Currently, a number of companies are known to be engaging in this type of behavior, though not all of them have switched from TLC to QLD NAND. Adata, Crucial, WD, and Samsung have all recently made significant drive changes without notifying customers. ExtremeTech and other tech websites have challenged companies to cease this behavior, and Western Digital has taken some significant action to redress the situation.

A Western Digital spokesperson who contacted ExtremeTech on Thursday told us the following:

[I]n June 2021, we replaced the NAND in the WD Blue SN550 NVMe SSD and updated the firmware. At the time, we updated the product data sheet. For greater transparency going forward, if we make a change to an existing internal SSD, we commit to introducing a new model number whenever any related published specifications are impacted. We value our customers and are committed to providing the best possible solutions for their data storage needs.

When we inquired if the company would offer redress to customers who had purchased the WD Blue SN550 but had not received the performance they paid for, the spokesperson told us:

For any WD Blue SN550 NVMe SSD with the new configuration that is under warranty but does not meet performance requirements, customers can reach out to our Customer Service team for assistance with replacement.

The SN550 comes with a five-year warranty, so this should literally cover any drive.

While we would like to see the currently ambiguous SN550 solution split into two separate SKUs, this change in position offers customers who might not have gotten the drive they paid for a way to solve the problem.

The current SN550 maintains its original performance while the SLC cache is full — it only drops if the cache empties. Whether that’s a problem is up to the end-user. The original version of the drive performed more consistently and is significantly faster, but if you’ve already put the drive into service, it may be a significant headache to remove it.

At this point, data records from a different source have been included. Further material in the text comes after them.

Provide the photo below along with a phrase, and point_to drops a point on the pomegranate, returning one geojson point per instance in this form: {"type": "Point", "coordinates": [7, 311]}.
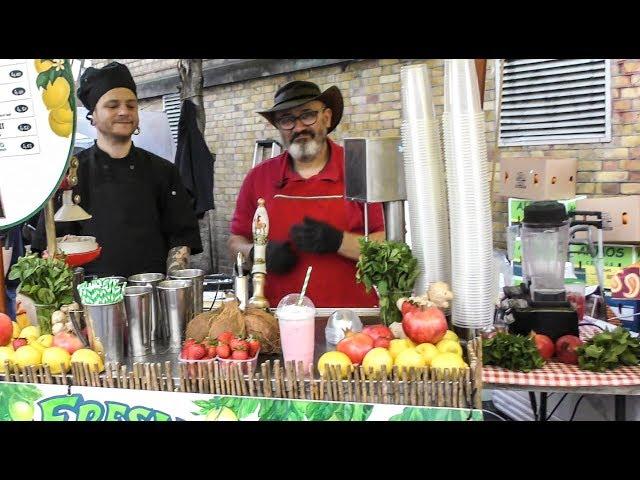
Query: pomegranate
{"type": "Point", "coordinates": [378, 331]}
{"type": "Point", "coordinates": [6, 329]}
{"type": "Point", "coordinates": [355, 346]}
{"type": "Point", "coordinates": [68, 341]}
{"type": "Point", "coordinates": [544, 344]}
{"type": "Point", "coordinates": [425, 326]}
{"type": "Point", "coordinates": [566, 349]}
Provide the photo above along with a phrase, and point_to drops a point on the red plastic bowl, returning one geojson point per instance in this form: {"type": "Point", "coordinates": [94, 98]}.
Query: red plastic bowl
{"type": "Point", "coordinates": [78, 259]}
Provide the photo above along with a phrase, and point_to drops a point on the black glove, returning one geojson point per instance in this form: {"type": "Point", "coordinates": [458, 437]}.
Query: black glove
{"type": "Point", "coordinates": [316, 237]}
{"type": "Point", "coordinates": [280, 258]}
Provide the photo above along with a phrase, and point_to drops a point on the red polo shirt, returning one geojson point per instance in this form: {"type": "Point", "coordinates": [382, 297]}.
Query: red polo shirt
{"type": "Point", "coordinates": [322, 195]}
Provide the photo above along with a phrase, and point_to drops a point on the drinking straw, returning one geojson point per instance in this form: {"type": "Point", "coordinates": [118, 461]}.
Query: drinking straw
{"type": "Point", "coordinates": [304, 285]}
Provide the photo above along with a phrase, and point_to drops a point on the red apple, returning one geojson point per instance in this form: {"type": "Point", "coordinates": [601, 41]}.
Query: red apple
{"type": "Point", "coordinates": [355, 346]}
{"type": "Point", "coordinates": [425, 326]}
{"type": "Point", "coordinates": [67, 341]}
{"type": "Point", "coordinates": [19, 342]}
{"type": "Point", "coordinates": [544, 344]}
{"type": "Point", "coordinates": [566, 349]}
{"type": "Point", "coordinates": [378, 331]}
{"type": "Point", "coordinates": [6, 329]}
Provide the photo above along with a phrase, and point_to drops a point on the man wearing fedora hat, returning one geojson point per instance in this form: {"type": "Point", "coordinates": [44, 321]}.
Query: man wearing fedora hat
{"type": "Point", "coordinates": [310, 220]}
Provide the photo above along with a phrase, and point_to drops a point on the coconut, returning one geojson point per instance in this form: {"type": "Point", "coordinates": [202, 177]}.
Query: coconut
{"type": "Point", "coordinates": [264, 327]}
{"type": "Point", "coordinates": [229, 319]}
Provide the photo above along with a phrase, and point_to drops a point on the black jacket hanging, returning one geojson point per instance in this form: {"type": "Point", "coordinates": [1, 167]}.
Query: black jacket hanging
{"type": "Point", "coordinates": [194, 160]}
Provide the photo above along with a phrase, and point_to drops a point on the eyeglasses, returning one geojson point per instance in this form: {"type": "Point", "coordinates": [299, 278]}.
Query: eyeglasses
{"type": "Point", "coordinates": [307, 118]}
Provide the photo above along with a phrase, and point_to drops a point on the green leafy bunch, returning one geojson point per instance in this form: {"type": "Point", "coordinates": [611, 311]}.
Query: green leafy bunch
{"type": "Point", "coordinates": [48, 281]}
{"type": "Point", "coordinates": [513, 352]}
{"type": "Point", "coordinates": [608, 350]}
{"type": "Point", "coordinates": [392, 269]}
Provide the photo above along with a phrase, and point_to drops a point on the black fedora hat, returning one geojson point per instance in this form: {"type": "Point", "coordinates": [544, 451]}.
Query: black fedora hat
{"type": "Point", "coordinates": [299, 92]}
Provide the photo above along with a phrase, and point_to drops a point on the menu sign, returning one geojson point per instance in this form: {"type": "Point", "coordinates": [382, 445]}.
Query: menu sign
{"type": "Point", "coordinates": [37, 128]}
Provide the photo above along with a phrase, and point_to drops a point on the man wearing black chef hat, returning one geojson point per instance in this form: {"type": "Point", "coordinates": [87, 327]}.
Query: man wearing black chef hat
{"type": "Point", "coordinates": [141, 213]}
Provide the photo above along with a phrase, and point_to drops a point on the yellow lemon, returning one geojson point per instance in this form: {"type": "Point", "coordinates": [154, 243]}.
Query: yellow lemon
{"type": "Point", "coordinates": [30, 331]}
{"type": "Point", "coordinates": [84, 355]}
{"type": "Point", "coordinates": [397, 345]}
{"type": "Point", "coordinates": [16, 330]}
{"type": "Point", "coordinates": [449, 346]}
{"type": "Point", "coordinates": [42, 65]}
{"type": "Point", "coordinates": [22, 320]}
{"type": "Point", "coordinates": [6, 353]}
{"type": "Point", "coordinates": [62, 114]}
{"type": "Point", "coordinates": [334, 358]}
{"type": "Point", "coordinates": [45, 340]}
{"type": "Point", "coordinates": [27, 355]}
{"type": "Point", "coordinates": [60, 129]}
{"type": "Point", "coordinates": [409, 358]}
{"type": "Point", "coordinates": [56, 94]}
{"type": "Point", "coordinates": [450, 336]}
{"type": "Point", "coordinates": [448, 360]}
{"type": "Point", "coordinates": [57, 358]}
{"type": "Point", "coordinates": [374, 360]}
{"type": "Point", "coordinates": [428, 351]}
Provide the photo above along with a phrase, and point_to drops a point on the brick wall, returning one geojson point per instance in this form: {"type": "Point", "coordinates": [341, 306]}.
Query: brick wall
{"type": "Point", "coordinates": [373, 107]}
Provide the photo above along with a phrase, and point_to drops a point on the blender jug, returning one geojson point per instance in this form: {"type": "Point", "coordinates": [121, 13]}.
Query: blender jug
{"type": "Point", "coordinates": [545, 245]}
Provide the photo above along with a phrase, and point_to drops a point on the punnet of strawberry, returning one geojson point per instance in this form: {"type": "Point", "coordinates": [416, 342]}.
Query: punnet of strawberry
{"type": "Point", "coordinates": [226, 347]}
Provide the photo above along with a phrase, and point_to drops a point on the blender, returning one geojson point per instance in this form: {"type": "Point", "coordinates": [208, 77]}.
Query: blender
{"type": "Point", "coordinates": [540, 302]}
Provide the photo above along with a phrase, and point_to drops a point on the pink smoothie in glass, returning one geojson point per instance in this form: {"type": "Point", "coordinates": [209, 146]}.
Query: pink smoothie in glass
{"type": "Point", "coordinates": [297, 332]}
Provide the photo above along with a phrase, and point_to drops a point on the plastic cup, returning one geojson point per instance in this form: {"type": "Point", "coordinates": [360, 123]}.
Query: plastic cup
{"type": "Point", "coordinates": [297, 329]}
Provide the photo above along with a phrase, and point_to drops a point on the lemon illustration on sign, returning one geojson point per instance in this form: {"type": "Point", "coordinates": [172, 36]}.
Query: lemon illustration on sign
{"type": "Point", "coordinates": [397, 345]}
{"type": "Point", "coordinates": [410, 358]}
{"type": "Point", "coordinates": [45, 340]}
{"type": "Point", "coordinates": [450, 336]}
{"type": "Point", "coordinates": [27, 355]}
{"type": "Point", "coordinates": [449, 346]}
{"type": "Point", "coordinates": [448, 360]}
{"type": "Point", "coordinates": [6, 353]}
{"type": "Point", "coordinates": [374, 360]}
{"type": "Point", "coordinates": [222, 414]}
{"type": "Point", "coordinates": [56, 94]}
{"type": "Point", "coordinates": [60, 129]}
{"type": "Point", "coordinates": [42, 65]}
{"type": "Point", "coordinates": [20, 411]}
{"type": "Point", "coordinates": [428, 351]}
{"type": "Point", "coordinates": [84, 355]}
{"type": "Point", "coordinates": [56, 357]}
{"type": "Point", "coordinates": [63, 114]}
{"type": "Point", "coordinates": [30, 331]}
{"type": "Point", "coordinates": [338, 359]}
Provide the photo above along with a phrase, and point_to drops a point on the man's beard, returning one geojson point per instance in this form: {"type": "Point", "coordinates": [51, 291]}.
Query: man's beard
{"type": "Point", "coordinates": [308, 149]}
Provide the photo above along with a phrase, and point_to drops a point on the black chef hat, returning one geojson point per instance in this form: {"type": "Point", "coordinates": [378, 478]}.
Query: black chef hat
{"type": "Point", "coordinates": [95, 82]}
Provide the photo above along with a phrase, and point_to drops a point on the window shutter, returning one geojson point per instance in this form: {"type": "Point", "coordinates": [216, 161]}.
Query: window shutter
{"type": "Point", "coordinates": [551, 101]}
{"type": "Point", "coordinates": [171, 105]}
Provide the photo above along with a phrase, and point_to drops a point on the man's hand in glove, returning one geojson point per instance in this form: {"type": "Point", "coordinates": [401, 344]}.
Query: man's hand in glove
{"type": "Point", "coordinates": [316, 237]}
{"type": "Point", "coordinates": [280, 258]}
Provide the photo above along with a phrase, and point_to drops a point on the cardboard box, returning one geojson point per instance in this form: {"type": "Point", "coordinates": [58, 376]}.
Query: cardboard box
{"type": "Point", "coordinates": [539, 178]}
{"type": "Point", "coordinates": [515, 207]}
{"type": "Point", "coordinates": [625, 216]}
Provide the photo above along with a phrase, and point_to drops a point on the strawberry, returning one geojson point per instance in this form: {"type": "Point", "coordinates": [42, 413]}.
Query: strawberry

Our guidance on whether you should seek a replacement is this: QLC NAND is intended for relatively light workloads where reads are more important than writes. If you bought one of these drives as cool storage for photos or video and you don’t normally perform 150GB+ file copies, it should be fine. If you bought it for light workloads, it should be fine. If you’ve been perfectly happy with your SN550 to date, you don’t see your needs changing, and swapping it out for RMA would be a headache, you may not need to worry about it.

If you bought an SN550 that didn’t meet your performance expectations, we suggest contacting WD. Please let us know how it goes. Thank you to Expreview for surfacing this story. We’ll be keeping an eye on this, but we’re glad to see WD moving to promptly address the issue.